But it was cheap and relatively high capacity for its time, so I wouldn't take
much from that other than "you get what you pay for".

------
chesspro
I've had one fail after two years of use (it wouldn't show up on my mac and
failed to sudo mount). I have one right now that glitches now and then. I only
keep on my flash drive useful tools that come handy, although I also use it to
transfer files between computers occasionally.

I never can completely trust a harddrive with important information. Just make
sure you have multiple copies :)

------
esponapule
Yes, several. In fact I just had a Kingston become unreadable (even though the
hardware was recognized) after just one month, had to RMA it. I have another
transcend 4GB that is now eternally locked and read only.

------
Zev
Does losing them count as a failure?

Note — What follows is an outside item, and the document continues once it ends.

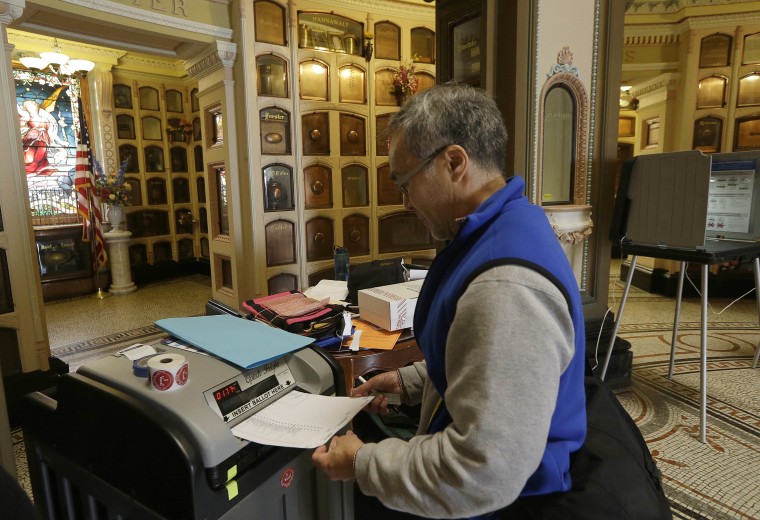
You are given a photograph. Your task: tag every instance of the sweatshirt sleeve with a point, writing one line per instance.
(511, 339)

If so, a lot have failed on me.

If not, never had one outright fail. At most, I've had a USB slow down
transfer speeds once. But, I could still get all of my data off of it.

------
QuantumGood
Had two fail. And also have broken two. Use Dropbox instead where possible.

------
Dylan16807
I've had a few break in the sense of wires/chips physically losing a proper
connection, but that's a matter of holding it just so while you get your data
off. Nothing worse yet.

------
quantumhobbit
I've never had one fail. I've even sent one through the washer and dryer. Its
casing fell off, but wedging the bare circuit board into the USB port still
worked.

------
T-R
I had a 2GB Sony drive fail on me right as I was about to back it up. Worked
on one machine, took it out, plugged it into another machine and it was dead.

------
s_m
I accidentally put a USB stick in the laundry once – it worked perfectly well,
despite being in hot soapy water for an hour.

------
PilotPirx
yes, I had an 8GB cheap stick (15 euro) that failed after some time. uploading
worked for the firs 4gb or so, everything above that ended with an file size
of zero or corrupted data.

------
motters
So far over the last 5 years I've never had a USB stick drive fail.

------
jfischoff
Yes had a one gb fail.

------
lotusleaf1987
I have used dozens over the last few years and none of them have failed.
Granted some of the cheapo 512 MB ones I got for free at work I only used a
dozen or so times before I lost them, so I don't know how long they would have
held up if I used them over and over again over a long period of time. But I
had a Lacie XTreme Key I used for everything daily from work, school, library
and it never failed. I lost it before it failed, so I guess I am more of a
threat to my data than the memory stick.